It seems obvious that counselors would be good listeners; however, the importance of developing our listening skills is often overlooked because we think that it is easy to be a good listener. Being an active listener is a skill that requires effort and practice. You can’t apply all of your other counseling skills until you become a good listener. Below are some tips to improve your listening skills.Outdoor Date

  • Be in the moment. This is good advice for all of life, but when you are with a client you owe it to them to be 100% focused on them. That means that you have to take all of your personal issues and put them away. During that session, nothing matters outside of that session.
  • Listen not only to what is said, but how it is said. One of the problems with email and text messaging is that you don’t get the tone in which it is said and it can be misinterpreted. If you are completely focused on them during the session, then you shouldn’t have any difficulty picking up the tone in which something is said.
  • Pay attention to body language. Learn to read body cues. Learn to recognize when they are becoming more anxious or if they may not feel comfortable about sharing something personal.
  • Paraphrase It is important to repeat back what you heard, because what they say and what you hear isn’t always the same. Paraphrasing what they say back to them not only serves to clarify what they are saying but it also demonstrates that you are listening and trying to understand.
  • Shut-up Because our brain works much faster than people talk we tend to want to jump in every time we have a related idea. It is important not to interrupt their thought process because if you get them off topic you are likely to miss important information that they were leading up to. Don’t be afraid of silence.
  • Make notes If you have a great memory, then maybe this isn’t necessary but I need to make a few simple notes to jog my memory. Often as clients are talking about one particular issue, they may leave hints about some other issues that are going on. For example, say your client is talking about how she is having a difficult time with her children and that the stress is wearing on her. She may also mention that her husband works long hours and isn’t home very much to help. I may not ask her at that point but make a quick note to later ask about her relationship with her husband.
  • Ask good questions Learning to ask the right questions is one of the most important skills that you can develop as a counselor, but the only way you can ask good questions is to first be a good listener. Asking pertinent questions will show them that you understand or at least are trying to understand what they are talking about. If you ask the right questions, you may also be able to guide them into making better decisions. For example, let’s say that you client says that he got offered a job with a former employer but admits that some of his old “using” buddies are still working there. Instead of telling him that is a bad idea, that he needs to change his people, places and things, maybe you can ask him some questions that will help him really think about the situation. Ask questions like:

How are things going to be different this time?

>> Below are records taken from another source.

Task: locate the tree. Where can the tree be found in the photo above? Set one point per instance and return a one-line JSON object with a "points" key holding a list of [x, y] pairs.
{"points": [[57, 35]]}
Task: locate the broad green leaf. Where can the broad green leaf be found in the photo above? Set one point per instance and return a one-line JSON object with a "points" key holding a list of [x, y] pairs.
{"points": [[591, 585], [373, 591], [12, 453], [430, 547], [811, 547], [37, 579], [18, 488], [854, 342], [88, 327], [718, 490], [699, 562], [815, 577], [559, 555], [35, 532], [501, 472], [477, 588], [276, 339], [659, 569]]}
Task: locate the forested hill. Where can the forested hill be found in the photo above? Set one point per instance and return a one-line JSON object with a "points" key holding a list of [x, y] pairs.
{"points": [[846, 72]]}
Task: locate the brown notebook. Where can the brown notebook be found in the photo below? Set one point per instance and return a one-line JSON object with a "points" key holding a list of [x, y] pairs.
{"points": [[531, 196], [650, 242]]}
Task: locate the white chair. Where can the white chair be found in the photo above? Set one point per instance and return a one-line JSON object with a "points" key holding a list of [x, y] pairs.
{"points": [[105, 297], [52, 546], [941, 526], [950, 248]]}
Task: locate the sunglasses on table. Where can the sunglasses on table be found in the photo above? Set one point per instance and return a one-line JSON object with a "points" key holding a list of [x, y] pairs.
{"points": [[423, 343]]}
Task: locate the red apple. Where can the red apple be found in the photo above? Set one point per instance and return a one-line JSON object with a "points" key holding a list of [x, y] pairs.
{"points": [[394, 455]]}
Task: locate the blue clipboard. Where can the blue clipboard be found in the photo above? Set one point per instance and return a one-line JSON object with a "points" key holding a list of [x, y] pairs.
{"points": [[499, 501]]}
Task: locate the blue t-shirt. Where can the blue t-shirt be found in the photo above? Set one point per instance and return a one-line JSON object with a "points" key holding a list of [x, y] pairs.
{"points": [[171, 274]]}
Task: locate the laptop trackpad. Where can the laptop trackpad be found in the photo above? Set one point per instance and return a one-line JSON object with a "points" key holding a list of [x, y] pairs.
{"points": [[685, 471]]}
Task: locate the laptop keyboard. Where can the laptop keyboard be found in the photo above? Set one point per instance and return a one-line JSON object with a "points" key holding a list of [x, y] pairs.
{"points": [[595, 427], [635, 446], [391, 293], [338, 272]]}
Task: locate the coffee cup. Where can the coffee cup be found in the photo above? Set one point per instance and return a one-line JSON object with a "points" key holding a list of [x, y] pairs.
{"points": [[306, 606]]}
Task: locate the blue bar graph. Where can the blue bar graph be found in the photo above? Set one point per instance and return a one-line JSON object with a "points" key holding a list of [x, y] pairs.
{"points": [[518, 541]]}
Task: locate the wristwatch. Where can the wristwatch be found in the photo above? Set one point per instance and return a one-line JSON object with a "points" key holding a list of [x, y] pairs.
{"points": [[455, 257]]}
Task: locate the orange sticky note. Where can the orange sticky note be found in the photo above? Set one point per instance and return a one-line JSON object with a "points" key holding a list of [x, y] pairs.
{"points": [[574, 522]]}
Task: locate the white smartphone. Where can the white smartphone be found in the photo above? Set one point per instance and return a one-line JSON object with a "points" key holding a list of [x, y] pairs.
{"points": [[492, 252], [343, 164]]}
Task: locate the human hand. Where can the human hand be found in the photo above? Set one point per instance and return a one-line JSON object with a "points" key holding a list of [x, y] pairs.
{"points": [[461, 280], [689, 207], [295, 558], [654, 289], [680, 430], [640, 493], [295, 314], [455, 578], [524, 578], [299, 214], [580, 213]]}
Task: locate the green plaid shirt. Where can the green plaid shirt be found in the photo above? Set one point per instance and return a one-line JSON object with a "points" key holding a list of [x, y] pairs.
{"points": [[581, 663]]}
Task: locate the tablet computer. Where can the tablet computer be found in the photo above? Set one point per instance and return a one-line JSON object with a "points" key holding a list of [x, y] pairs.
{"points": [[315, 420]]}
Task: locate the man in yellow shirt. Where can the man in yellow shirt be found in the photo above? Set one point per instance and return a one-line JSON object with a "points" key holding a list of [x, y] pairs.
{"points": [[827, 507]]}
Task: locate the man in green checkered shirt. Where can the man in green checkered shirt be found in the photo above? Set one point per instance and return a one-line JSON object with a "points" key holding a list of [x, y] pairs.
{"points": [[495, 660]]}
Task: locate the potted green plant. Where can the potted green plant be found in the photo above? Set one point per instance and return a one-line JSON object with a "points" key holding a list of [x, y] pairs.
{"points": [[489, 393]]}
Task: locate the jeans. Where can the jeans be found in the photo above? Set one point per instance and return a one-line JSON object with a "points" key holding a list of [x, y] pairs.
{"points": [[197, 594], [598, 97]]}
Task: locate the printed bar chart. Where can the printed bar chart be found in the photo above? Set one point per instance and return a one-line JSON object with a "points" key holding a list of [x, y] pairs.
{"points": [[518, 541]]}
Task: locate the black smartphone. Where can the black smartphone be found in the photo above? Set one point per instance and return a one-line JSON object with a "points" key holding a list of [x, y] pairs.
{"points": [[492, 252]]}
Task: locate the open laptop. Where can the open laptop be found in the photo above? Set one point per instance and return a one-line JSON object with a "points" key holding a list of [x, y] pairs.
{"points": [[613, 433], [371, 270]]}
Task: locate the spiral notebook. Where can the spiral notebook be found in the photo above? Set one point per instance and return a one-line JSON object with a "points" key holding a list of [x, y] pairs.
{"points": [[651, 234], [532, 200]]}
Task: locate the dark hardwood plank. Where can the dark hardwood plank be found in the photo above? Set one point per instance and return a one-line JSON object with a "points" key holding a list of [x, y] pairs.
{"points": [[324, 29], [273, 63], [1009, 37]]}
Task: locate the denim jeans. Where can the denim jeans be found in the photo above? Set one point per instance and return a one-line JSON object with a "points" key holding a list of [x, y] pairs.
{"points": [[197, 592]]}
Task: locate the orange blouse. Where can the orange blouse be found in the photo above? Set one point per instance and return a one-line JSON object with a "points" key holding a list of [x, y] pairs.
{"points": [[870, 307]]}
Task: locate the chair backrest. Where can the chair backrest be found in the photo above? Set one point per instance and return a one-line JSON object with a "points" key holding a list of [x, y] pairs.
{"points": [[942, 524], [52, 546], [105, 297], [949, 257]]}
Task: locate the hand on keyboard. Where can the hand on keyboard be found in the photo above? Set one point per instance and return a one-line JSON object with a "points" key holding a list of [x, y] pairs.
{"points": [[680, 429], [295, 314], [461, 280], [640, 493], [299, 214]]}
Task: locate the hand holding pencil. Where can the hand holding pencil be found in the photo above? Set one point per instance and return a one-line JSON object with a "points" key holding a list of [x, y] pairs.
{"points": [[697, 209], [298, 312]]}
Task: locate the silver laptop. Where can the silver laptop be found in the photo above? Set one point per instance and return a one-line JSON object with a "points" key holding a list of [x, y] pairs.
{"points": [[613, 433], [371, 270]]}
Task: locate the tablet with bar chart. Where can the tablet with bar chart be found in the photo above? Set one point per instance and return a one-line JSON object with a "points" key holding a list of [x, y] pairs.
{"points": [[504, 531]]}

Does your employer understand and support your recovery?

What is your plan when you are offered drugs?

Are there any other options for employment?

I feel that it is much more effective if you can have them come to their own conclusions so that they understand why they are making these decisions as opposed to just telling them how they should handle the situation. You can find books, classes and plenty of other information on motivational interviewing.

Listening, not imitation, may be the sincerest form of flattery.

                                                                   Joyce Brothers

In my early days of counseling I would stress over not being able to come up with great solutions to everyone’s problems. Over time I learned that no one has all of the answers, and it isn’t a good idea to pretend like you do. Your clients expect you to be knowledgeable and maybe even wise, but being a know-it-all is neither realistic nor effective. Counselors are allowed to be human and being human with your clients helps to build better relationships.

If you go talk to your friend about your bad day, you may want some input or advice but mostly you just want someone to listen and care. I understand that your relationship with a client is different, but they still need to feel like they are understood and that you care.

To help someone, you need to understand what they are going through and to understand them, you must truly listen.